Lottare per noi detenuti vuol dire scegliere, difendere la dignità, alimentare la speranza, non consentire a Fenrir di estinguerci.
Quando un giorno si riusciranno a spezzare le catene, tutte le catene, anche quelle di Fenrir si scioglieranno e Fenrir senza le sue catene morirà.
Allora, solo allora finirà il carcere per emarginare i cattivi, lontani dai buoni, e potrà rinascere come un luogo dove vive, piange, soffre, prega e spera un pezzo della nostra società.

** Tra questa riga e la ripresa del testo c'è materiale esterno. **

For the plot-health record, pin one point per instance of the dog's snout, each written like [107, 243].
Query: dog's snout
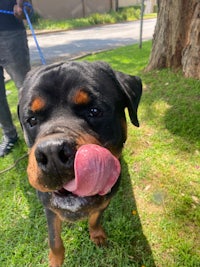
[54, 155]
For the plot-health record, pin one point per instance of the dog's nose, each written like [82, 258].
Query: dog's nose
[54, 156]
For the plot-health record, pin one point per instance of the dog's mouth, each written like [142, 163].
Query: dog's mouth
[96, 171]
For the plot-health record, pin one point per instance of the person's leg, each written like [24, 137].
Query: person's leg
[14, 57]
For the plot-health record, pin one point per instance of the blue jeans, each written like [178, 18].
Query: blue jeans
[14, 58]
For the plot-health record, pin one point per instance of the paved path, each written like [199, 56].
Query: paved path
[73, 43]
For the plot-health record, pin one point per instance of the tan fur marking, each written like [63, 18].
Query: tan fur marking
[37, 104]
[81, 97]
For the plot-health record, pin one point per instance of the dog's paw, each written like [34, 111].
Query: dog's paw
[98, 236]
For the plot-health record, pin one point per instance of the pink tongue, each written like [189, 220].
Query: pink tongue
[96, 171]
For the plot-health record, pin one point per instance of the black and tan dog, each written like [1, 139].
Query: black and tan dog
[62, 107]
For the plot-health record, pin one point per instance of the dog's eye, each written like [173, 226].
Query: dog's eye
[95, 113]
[32, 121]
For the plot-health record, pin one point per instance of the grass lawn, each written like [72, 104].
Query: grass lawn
[154, 219]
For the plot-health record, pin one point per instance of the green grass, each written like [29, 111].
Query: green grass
[125, 14]
[154, 219]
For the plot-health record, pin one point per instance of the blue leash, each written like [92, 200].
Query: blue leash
[25, 5]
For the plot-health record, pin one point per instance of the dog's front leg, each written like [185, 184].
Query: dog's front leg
[57, 250]
[97, 233]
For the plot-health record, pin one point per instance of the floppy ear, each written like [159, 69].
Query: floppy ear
[132, 89]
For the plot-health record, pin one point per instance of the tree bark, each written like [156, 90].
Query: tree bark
[176, 40]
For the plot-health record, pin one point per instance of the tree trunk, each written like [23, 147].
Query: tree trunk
[176, 41]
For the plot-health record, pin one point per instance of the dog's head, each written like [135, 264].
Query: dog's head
[64, 106]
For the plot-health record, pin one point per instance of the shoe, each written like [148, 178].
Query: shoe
[7, 145]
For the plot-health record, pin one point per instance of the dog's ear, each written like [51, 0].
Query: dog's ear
[132, 89]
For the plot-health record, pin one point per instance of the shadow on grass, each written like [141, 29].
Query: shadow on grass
[181, 106]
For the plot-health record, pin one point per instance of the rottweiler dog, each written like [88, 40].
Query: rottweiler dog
[65, 107]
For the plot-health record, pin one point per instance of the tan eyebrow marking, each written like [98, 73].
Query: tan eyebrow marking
[81, 97]
[37, 104]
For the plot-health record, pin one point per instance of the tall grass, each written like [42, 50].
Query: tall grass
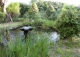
[34, 46]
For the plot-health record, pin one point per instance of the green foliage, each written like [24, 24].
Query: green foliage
[33, 11]
[2, 16]
[14, 9]
[24, 8]
[33, 47]
[50, 11]
[67, 23]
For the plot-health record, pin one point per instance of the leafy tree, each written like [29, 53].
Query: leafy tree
[2, 4]
[24, 9]
[14, 9]
[50, 11]
[68, 22]
[33, 11]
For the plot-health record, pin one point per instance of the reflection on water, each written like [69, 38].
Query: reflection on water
[53, 35]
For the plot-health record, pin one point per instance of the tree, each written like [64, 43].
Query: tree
[24, 9]
[68, 22]
[14, 9]
[50, 11]
[2, 4]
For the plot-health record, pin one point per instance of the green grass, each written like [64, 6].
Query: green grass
[65, 49]
[34, 46]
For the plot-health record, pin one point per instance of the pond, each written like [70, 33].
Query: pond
[53, 35]
[13, 33]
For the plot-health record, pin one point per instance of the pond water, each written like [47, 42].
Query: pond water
[53, 35]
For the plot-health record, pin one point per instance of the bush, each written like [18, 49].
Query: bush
[68, 22]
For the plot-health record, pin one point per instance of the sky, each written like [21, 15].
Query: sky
[74, 2]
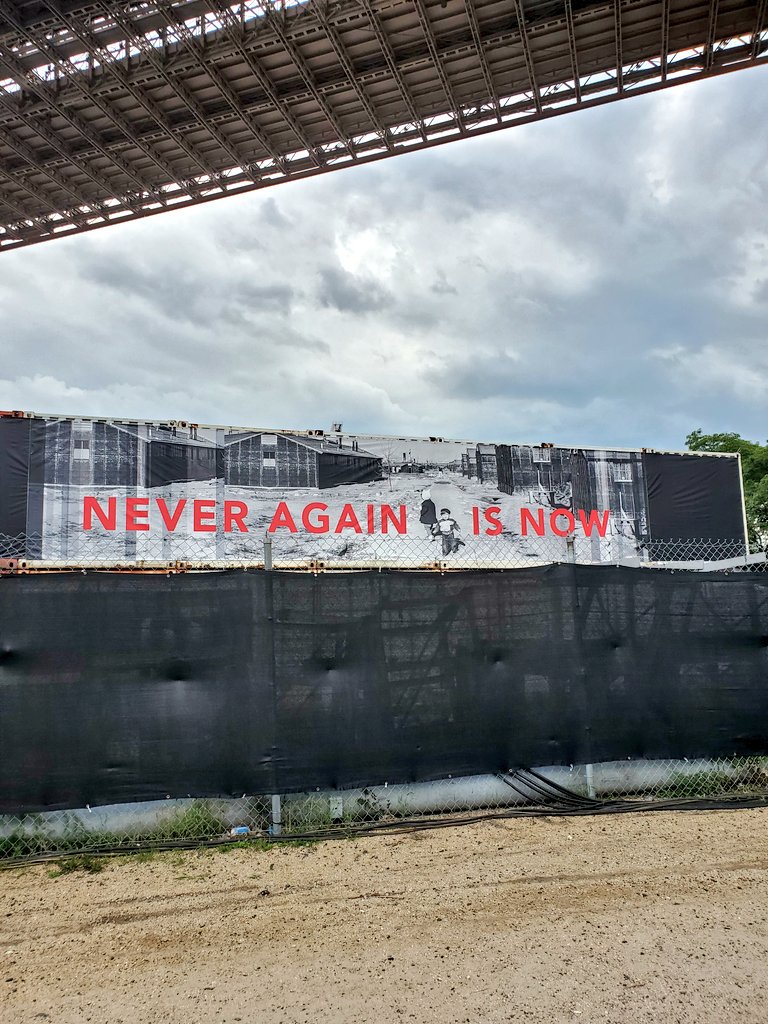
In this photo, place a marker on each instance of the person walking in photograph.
(448, 528)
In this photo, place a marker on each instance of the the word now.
(562, 522)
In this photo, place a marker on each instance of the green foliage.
(83, 863)
(755, 470)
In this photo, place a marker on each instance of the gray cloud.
(344, 292)
(600, 278)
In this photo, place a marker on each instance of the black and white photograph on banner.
(126, 491)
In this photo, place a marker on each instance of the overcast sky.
(597, 279)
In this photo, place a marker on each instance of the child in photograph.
(448, 528)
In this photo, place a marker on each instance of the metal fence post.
(276, 823)
(267, 551)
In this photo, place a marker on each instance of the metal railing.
(454, 550)
(622, 785)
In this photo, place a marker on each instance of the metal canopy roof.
(115, 111)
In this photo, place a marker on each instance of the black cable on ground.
(404, 825)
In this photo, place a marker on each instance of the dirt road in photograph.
(625, 919)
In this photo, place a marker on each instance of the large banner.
(120, 687)
(85, 491)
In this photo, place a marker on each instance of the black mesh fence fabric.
(118, 687)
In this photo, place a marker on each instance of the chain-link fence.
(621, 785)
(442, 548)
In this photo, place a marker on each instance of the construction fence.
(160, 709)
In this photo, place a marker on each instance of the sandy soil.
(627, 919)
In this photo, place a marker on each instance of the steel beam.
(711, 34)
(53, 139)
(226, 91)
(236, 33)
(429, 38)
(474, 27)
(572, 49)
(394, 70)
(152, 54)
(275, 18)
(761, 24)
(117, 69)
(527, 55)
(344, 60)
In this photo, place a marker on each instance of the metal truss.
(112, 111)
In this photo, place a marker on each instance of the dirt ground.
(626, 919)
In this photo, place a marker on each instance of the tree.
(755, 472)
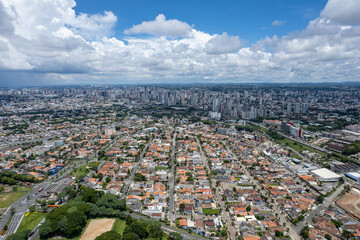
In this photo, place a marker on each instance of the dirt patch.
(351, 202)
(3, 197)
(96, 228)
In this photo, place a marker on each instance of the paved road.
(133, 171)
(171, 212)
(21, 206)
(327, 202)
(11, 145)
(282, 218)
(218, 198)
(168, 229)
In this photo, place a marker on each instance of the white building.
(325, 175)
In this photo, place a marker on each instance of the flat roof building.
(325, 175)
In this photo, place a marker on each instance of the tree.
(45, 230)
(111, 235)
(108, 179)
(320, 199)
(111, 201)
(175, 236)
(91, 195)
(347, 235)
(130, 236)
(20, 235)
(305, 232)
(32, 208)
(279, 233)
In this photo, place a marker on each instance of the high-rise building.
(304, 108)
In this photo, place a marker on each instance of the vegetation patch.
(30, 221)
(6, 199)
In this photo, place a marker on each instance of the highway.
(171, 212)
(21, 206)
(11, 145)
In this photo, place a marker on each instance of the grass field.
(6, 199)
(119, 226)
(31, 221)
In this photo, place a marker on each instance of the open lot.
(7, 198)
(351, 202)
(96, 228)
(30, 221)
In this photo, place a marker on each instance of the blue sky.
(250, 20)
(62, 42)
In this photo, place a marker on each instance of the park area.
(31, 220)
(351, 202)
(7, 198)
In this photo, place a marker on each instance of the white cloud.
(161, 27)
(345, 12)
(223, 44)
(278, 23)
(67, 47)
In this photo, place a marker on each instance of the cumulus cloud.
(161, 27)
(345, 12)
(223, 44)
(278, 23)
(62, 46)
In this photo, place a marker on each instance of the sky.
(64, 42)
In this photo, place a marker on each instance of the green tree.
(328, 237)
(305, 232)
(45, 230)
(32, 208)
(111, 235)
(130, 236)
(347, 235)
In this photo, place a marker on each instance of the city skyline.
(66, 42)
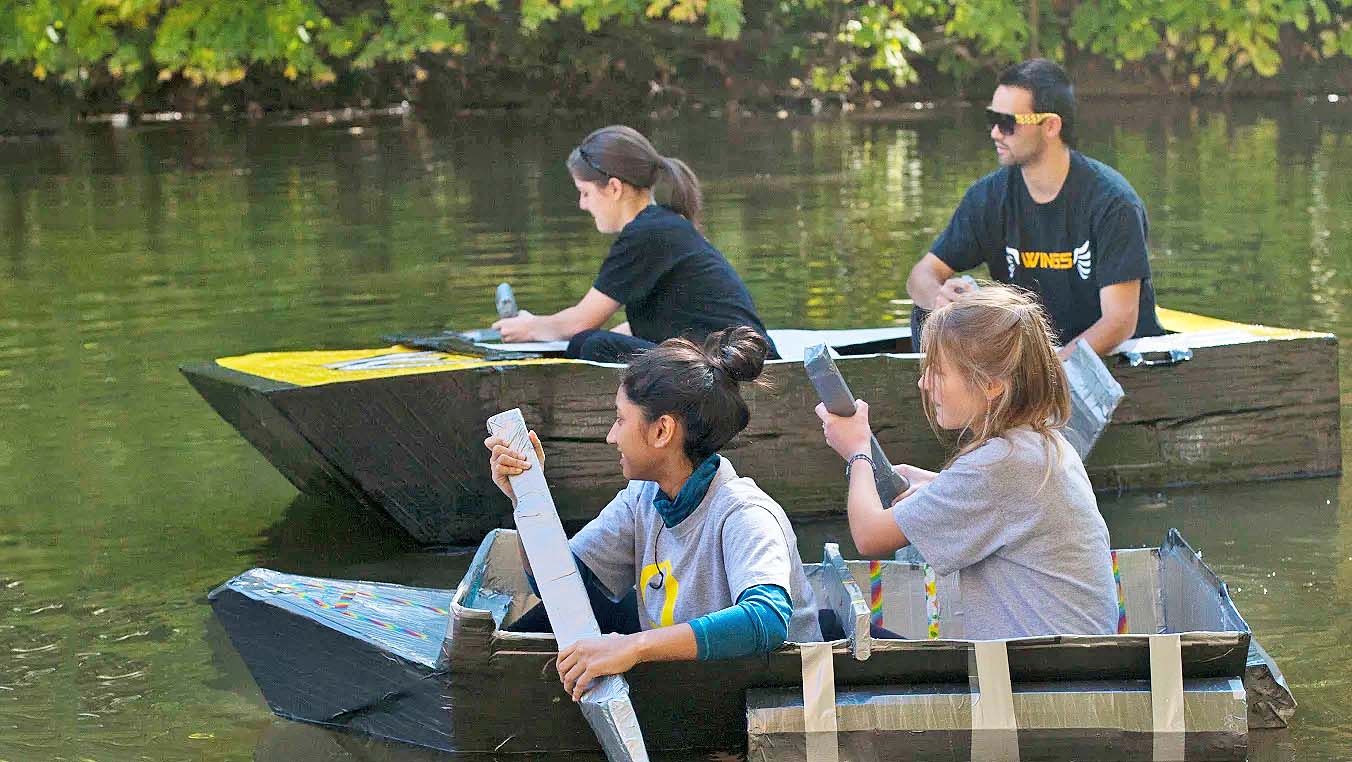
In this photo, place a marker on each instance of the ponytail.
(699, 384)
(686, 196)
(625, 154)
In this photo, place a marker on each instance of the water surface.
(123, 499)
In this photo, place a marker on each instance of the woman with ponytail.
(686, 523)
(1013, 511)
(667, 276)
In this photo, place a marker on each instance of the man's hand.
(590, 658)
(518, 328)
(952, 289)
(847, 435)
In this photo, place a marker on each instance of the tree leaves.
(836, 46)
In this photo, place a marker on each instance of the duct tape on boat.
(1167, 697)
(394, 361)
(819, 701)
(994, 724)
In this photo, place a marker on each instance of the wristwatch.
(857, 457)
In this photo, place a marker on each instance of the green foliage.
(834, 46)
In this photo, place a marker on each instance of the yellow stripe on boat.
(1187, 323)
(337, 366)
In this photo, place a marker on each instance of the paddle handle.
(506, 300)
(834, 393)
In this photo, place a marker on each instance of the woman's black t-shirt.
(672, 281)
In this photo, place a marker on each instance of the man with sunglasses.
(1051, 220)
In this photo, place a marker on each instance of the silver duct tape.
(610, 712)
(1167, 709)
(1094, 396)
(606, 705)
(1087, 719)
(845, 597)
(818, 701)
(911, 596)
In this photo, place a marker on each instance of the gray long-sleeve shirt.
(1032, 558)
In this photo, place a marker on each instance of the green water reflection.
(123, 499)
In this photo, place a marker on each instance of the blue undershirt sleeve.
(757, 624)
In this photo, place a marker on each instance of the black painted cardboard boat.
(399, 430)
(437, 668)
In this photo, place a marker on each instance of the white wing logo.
(1083, 260)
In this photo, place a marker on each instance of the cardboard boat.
(438, 668)
(399, 430)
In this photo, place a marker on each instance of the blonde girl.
(1013, 511)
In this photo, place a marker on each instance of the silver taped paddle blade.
(1094, 396)
(606, 704)
(506, 301)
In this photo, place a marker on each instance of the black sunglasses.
(1009, 122)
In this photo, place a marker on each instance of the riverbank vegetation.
(265, 54)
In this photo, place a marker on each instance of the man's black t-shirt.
(672, 281)
(1091, 235)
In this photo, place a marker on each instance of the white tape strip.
(994, 726)
(819, 701)
(1167, 697)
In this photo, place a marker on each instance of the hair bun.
(738, 351)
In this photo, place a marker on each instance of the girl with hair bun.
(713, 558)
(1013, 511)
(667, 276)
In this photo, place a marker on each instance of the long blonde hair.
(999, 335)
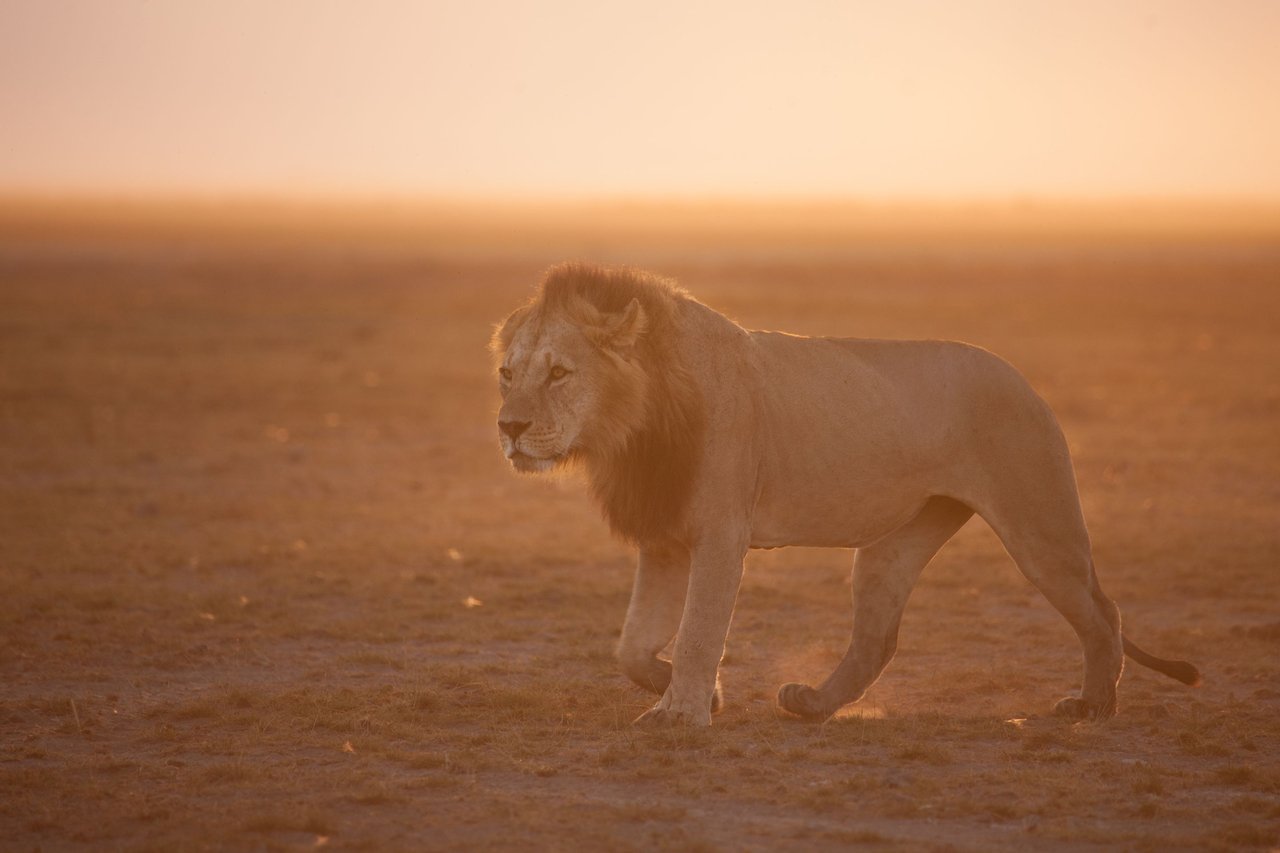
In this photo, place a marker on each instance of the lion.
(702, 439)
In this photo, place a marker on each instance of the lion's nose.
(513, 427)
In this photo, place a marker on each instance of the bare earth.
(266, 582)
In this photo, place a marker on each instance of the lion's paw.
(659, 717)
(803, 701)
(1075, 708)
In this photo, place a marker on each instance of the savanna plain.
(268, 583)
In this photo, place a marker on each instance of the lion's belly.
(832, 519)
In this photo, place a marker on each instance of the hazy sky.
(880, 97)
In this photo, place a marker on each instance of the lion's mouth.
(525, 463)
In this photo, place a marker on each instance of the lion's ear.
(622, 331)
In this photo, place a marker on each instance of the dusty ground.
(265, 580)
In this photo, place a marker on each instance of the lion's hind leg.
(883, 578)
(1056, 559)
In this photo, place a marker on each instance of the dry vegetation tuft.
(265, 580)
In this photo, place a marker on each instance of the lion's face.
(567, 388)
(548, 382)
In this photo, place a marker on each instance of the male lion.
(702, 439)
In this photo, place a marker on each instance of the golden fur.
(702, 439)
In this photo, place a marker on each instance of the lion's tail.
(1179, 670)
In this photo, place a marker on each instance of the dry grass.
(246, 493)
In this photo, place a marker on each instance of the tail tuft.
(1178, 670)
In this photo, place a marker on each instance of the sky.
(808, 97)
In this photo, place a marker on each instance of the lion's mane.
(643, 454)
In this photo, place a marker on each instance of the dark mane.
(643, 488)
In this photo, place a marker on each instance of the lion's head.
(588, 372)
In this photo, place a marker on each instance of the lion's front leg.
(713, 580)
(653, 616)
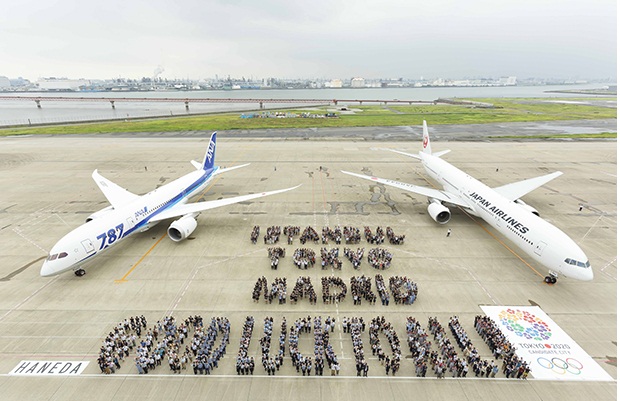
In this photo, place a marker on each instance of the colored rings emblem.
(561, 366)
(525, 324)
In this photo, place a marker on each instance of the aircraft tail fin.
(426, 141)
(209, 160)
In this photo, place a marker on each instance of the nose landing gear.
(552, 278)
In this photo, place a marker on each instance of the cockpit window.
(574, 262)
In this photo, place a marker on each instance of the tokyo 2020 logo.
(525, 324)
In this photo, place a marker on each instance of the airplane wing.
(429, 192)
(517, 189)
(116, 195)
(181, 210)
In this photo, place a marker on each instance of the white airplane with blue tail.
(501, 208)
(129, 213)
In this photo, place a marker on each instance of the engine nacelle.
(439, 212)
(100, 213)
(182, 228)
(527, 207)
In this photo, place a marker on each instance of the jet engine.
(100, 213)
(182, 228)
(527, 207)
(439, 212)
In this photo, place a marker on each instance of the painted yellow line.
(123, 280)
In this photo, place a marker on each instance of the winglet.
(209, 160)
(426, 141)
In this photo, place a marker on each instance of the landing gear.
(552, 278)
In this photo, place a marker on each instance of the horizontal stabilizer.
(116, 195)
(516, 190)
(429, 192)
(183, 209)
(225, 170)
(406, 154)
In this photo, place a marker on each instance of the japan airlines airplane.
(129, 213)
(501, 208)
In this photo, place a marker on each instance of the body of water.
(26, 112)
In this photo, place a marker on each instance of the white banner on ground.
(49, 368)
(548, 350)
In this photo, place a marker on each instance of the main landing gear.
(552, 278)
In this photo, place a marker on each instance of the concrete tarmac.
(46, 191)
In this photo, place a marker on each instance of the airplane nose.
(589, 275)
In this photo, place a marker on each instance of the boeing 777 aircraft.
(129, 213)
(501, 207)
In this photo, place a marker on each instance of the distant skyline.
(323, 39)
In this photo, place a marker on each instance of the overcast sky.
(303, 39)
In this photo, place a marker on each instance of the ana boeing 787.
(500, 207)
(129, 213)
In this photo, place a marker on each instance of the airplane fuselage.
(540, 240)
(100, 234)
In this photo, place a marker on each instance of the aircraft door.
(88, 246)
(540, 247)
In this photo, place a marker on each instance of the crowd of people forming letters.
(200, 346)
(304, 258)
(334, 290)
(194, 345)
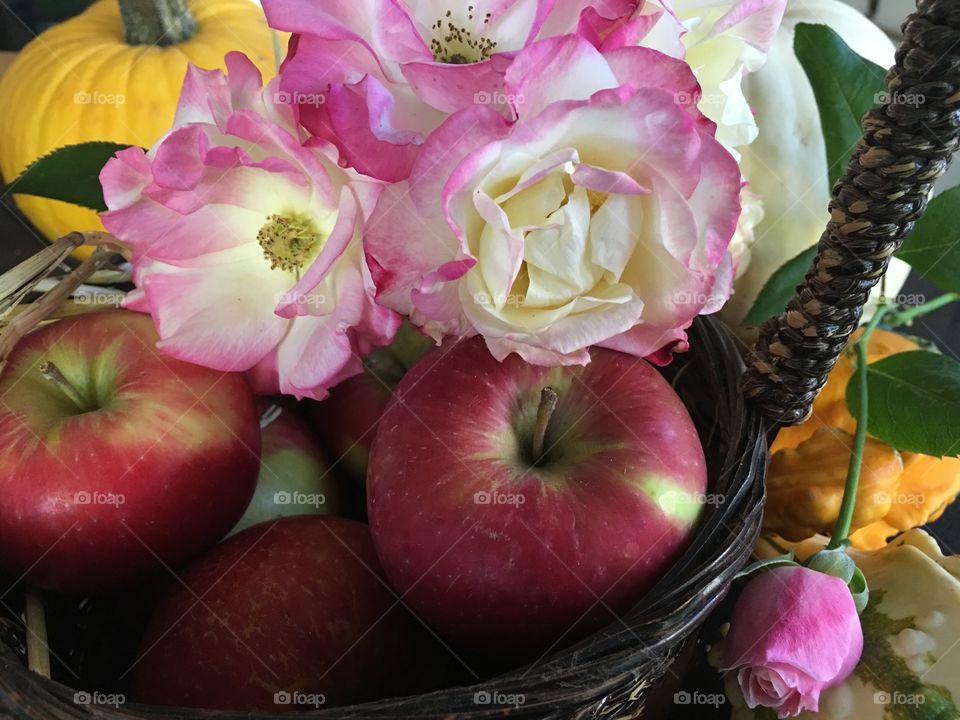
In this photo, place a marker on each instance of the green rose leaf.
(859, 590)
(914, 402)
(933, 247)
(70, 174)
(845, 86)
(833, 562)
(767, 564)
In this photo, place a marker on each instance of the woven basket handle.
(905, 147)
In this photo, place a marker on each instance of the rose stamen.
(289, 241)
(455, 45)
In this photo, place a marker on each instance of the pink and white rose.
(376, 76)
(601, 216)
(794, 633)
(246, 243)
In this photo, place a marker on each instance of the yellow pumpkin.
(82, 80)
(808, 469)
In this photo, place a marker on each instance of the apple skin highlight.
(156, 466)
(494, 550)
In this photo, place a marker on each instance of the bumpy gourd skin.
(80, 81)
(808, 469)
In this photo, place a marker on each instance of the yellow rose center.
(455, 45)
(289, 241)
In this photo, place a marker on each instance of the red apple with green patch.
(519, 507)
(117, 461)
(295, 478)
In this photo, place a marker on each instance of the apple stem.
(548, 403)
(34, 617)
(51, 372)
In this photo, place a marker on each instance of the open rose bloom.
(602, 216)
(246, 243)
(548, 175)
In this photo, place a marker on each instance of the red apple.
(117, 461)
(292, 615)
(294, 476)
(512, 526)
(346, 421)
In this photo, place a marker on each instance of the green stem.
(52, 373)
(157, 22)
(894, 318)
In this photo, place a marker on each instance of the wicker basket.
(613, 673)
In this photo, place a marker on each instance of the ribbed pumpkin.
(114, 73)
(808, 468)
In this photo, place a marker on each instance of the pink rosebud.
(794, 633)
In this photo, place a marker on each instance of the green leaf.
(779, 288)
(845, 86)
(767, 564)
(914, 402)
(860, 590)
(933, 248)
(833, 562)
(71, 174)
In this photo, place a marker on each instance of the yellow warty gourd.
(83, 80)
(808, 469)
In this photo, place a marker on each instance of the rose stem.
(52, 372)
(38, 651)
(893, 318)
(548, 403)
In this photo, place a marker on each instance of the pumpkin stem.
(157, 22)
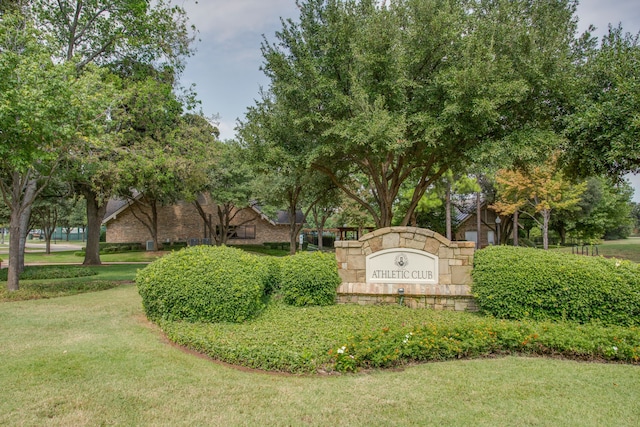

Allora sarà più libero il popolo e certamente più buono lo Stato.
Abbiamo il dovere di sperare e di attendere.
Ogni vita, sia laica che religiosa non può fare a meno di tre convinzioni: credere, sperare e amare.
Sono proprio queste tre determinazioni che animano la mia vita di detenuto, protagoniste veri ed entusiasti della vita che scorre, con i suoi colori, immagini, storie, realtà, fantasie, sogni, illusioni, aspettative, ansie, paure, sofferenze e fiducie.
Vita vissuta, vita che vivo, e vita che sarà ancora buona per ascoltare e capire e fare quando tornerò libero tra la gente. Vita utilizzata per le parole ascoltate e per quelle dette.
Una vita ancora buona per sorridere, per cercare il futuro, per contribuire a costruire una realtà insieme a tutti quelli che hanno voglia di vivere, amare, credere e sperare.
Il carcere è un baratro profondo di miserie e di bisogni.
Ho finito di scrivere il mio secondo libro in carcere, Le carezze della nenia, è già nelle librerie, racconto del carcere e delle persone che lo vivono.
Mi serve scrivere, scrivendo parlo a me stesso e mi rivolgo alla mia memoria per vedere ed avere quello che il carcere mi vieta e mi impedisce.
Non serve invece dividere il tempo, tanto deve passare tutto intero. Non serve neanche mischiare il tempo attuale col tempo remoto e con quello futuro, se non a ricordare e a provocare dolore.
Serve invece uscire dal carcere e conservare lo stesso stupore col quale sono entrato.